Anticipating the Chemical Reaction of WeChat AI

Currently, advertising appears to be the closest scenario to monetization. Q1 Tencent marketing services revenue grew 20% YoY, with the earnings report explicitly attributing this to AI-driven upgrades in ad recommendation models. However, this merely enhances efficiency in existing businesses rather than creating new revenue streams.

WorkBuddy ranks first in DAU among domestic efficiency AI agents, while CodeBuddy demonstrates decent retention in code generation scenarios. Nevertheless, these products are still in the user accumulation phase, with large-scale commercialization pending.

Tencent's judgment during the call is that C-end AI subscriptions have a limited ceiling in the Chinese market, while B-end API calls and computing power leasing represent clearer monetization paths.

This aligns with Dowson Tong's previous views. The head of Tencent CSIG explicitly stated that as the industry matures, the capability gap between mainstream large models is narrowing. Enterprises' core demands are no longer just having the best model but maximizing its utility.

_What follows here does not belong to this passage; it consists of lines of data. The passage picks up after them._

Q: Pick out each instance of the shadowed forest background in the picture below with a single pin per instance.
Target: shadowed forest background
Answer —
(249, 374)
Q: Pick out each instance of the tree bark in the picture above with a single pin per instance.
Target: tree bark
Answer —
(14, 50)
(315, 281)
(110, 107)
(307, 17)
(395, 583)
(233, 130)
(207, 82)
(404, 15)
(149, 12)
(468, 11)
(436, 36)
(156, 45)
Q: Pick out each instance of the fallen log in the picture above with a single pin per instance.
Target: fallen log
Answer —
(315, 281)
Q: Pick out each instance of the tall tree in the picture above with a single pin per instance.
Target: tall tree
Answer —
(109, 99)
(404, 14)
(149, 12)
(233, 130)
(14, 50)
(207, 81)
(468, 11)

In other words, Tencent isn't betting on creating the 'strongest model' but on its ecosystem maximizing the model's value. WeChat's 1.3 billion Monthly Active Users (MAUs) and millions of mini-programs represent Tencent AI's true differentiation. The gray-scale testing of WeChat AI agents starting mid-year will be the first test of this logic.

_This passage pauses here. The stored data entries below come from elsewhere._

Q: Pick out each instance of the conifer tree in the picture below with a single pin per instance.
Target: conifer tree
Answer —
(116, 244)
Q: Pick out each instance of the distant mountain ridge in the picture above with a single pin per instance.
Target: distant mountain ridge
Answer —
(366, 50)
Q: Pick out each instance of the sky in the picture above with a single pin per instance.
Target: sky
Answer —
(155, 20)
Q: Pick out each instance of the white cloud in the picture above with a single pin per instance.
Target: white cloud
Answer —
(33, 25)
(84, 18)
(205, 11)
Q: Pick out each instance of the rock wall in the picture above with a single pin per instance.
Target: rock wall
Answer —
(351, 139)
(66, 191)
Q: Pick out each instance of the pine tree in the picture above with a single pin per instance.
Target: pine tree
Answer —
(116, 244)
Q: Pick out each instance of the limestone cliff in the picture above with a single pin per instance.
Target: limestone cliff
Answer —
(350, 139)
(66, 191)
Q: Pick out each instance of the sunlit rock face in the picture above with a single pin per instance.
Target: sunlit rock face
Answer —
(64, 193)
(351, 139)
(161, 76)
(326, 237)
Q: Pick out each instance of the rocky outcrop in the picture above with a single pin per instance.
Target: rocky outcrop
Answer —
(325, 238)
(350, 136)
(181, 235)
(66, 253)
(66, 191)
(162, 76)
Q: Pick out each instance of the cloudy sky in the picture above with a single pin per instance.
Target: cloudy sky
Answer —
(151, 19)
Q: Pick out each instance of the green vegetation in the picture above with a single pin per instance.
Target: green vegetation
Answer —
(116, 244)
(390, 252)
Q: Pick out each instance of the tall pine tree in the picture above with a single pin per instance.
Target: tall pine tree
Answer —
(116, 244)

Historically, WeChat took at least four to five years from its 2011 launch to achieve true commercialization explosion. The transition from agency to self-developed games also involved prolonged growing pains. Tencent clearly allows sufficient time for its AI bet.

Tencent management stated during the earnings call that they don't measure Return on Investment (ROI) by single quarters or products but manage from an 'asset portfolio' and 'full lifecycle' perspective.

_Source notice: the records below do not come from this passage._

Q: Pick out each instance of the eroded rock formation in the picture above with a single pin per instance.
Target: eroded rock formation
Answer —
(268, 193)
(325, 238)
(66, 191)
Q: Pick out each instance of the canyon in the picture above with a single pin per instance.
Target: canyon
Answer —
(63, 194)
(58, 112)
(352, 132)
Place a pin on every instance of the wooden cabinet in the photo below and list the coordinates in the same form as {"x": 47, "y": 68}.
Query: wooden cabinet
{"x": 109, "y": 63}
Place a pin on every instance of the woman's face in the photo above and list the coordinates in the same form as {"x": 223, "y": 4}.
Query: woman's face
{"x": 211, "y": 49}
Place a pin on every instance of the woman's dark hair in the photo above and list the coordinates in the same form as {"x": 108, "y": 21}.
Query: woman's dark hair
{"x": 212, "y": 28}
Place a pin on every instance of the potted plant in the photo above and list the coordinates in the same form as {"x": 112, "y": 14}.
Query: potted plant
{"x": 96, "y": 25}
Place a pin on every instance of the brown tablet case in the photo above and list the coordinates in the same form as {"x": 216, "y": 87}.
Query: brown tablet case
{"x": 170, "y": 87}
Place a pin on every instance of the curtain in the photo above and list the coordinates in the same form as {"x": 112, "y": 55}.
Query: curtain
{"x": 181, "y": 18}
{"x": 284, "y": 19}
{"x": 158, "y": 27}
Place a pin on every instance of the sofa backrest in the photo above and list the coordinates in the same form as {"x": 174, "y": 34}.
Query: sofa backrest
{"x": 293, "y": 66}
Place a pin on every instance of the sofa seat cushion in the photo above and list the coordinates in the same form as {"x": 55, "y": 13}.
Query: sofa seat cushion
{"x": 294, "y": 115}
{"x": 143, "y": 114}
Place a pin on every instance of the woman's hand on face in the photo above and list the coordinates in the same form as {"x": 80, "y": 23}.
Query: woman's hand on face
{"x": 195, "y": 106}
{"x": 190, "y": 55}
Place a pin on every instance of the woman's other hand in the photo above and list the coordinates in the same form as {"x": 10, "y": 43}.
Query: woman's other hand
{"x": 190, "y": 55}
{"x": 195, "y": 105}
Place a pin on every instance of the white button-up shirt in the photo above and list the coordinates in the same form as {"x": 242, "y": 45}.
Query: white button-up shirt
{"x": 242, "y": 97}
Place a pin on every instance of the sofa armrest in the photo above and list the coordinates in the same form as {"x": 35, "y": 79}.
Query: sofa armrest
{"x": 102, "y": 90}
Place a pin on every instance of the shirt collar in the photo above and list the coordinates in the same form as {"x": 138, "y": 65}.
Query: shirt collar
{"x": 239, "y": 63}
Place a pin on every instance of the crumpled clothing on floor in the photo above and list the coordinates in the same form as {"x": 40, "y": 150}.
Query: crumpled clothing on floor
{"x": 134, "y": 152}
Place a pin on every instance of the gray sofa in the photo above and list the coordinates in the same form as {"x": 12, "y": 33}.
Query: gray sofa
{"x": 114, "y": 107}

Behind this phrasing lies unwavering strategic determination and displayed confidence—Q1 Tencent's net operating cash flow reached RMB 101.4 billion, a new historical high for the period. In essence, Tencent can truly 'afford to burn.'

The question remains: With the right direction, is the speed sufficient?

Ma Huateng's remark about 'still can't sit down, hoping the boat speeds up' reveals Tencent's internal mindset. Admitting lag isn't terrible, nor is acknowledging anxiety. What warrants caution is using 'slow strategy' as an excuse to mistake conservatism for deep consideration, or packaging lag as calculated maneuvering.

For Tencent, the paradox of this AI arms race is that technology requires time to mature, but the market won't wait for you to finish maturing before moving on. After Alibaba, ByteDance, and Baidu, whether Tencent's 'not seeking speed but stability' represents wise restraint or another form of hesitation will require time to answer.

At least for now, Tencent is betting on long-term ecosystem integration and scenario penetration. The costs of this choice are already visible in the income statement; however, the returns remain absent from the profit and loss statement. The final outcome hinges on whether Hunyuan and WeChat can create a chemical reaction.

This might be the only Chinese internet giant truly positioned to achieve deep coupling between a 'super app' and self-developed large models. The upside of this narrative cannot be measured by a single quarterly report.